ABSTRACT In 2003, the same year that the African Union (AU) officially recognised a role for the African diaspora in the future of continental Africa, it also adopted the Protocol on the Rights of Women in Africa, a document which seeks to enhance women's human rights across the Union. These official actions by this body, representing the vision of a more unified Africa, marks a new stage in a history of interactions, conversations and collaborations between Africa and its diaspora, as well as a renewed commitment to gender equity on the continent. This paper examines the feminist tradition within Pan-Africanism in the late 19th and early 20th centuries and the developments in relation to gender equality with the emergence of the new women's movement of the 1960s and 1970s.
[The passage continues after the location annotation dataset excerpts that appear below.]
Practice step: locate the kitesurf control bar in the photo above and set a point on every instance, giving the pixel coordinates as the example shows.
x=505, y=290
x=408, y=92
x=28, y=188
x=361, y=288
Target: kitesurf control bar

The United Nations’ Declaration of the Decade for Women heralded a new phase in the movement for gender equality in the world. These developments, however, are taking place within a context of neo-liberal globalisation, which has had many negative impacts on the peoples of the African diaspora. While it has contributed to the creation of some new millionaires of colour, it has also ruined the agricultural base of many economies, destroyed manufacturing (including indigenous crafts and production systems) and reduced the economic options open to most of our countries – unless they are oil and mineral-producing states. This article concludes with recommendations for greater South – South collaboration on issues of gender equality, including the production and dissemination of audio-visual materials to challenge the power of the globalised US media and its gendered images.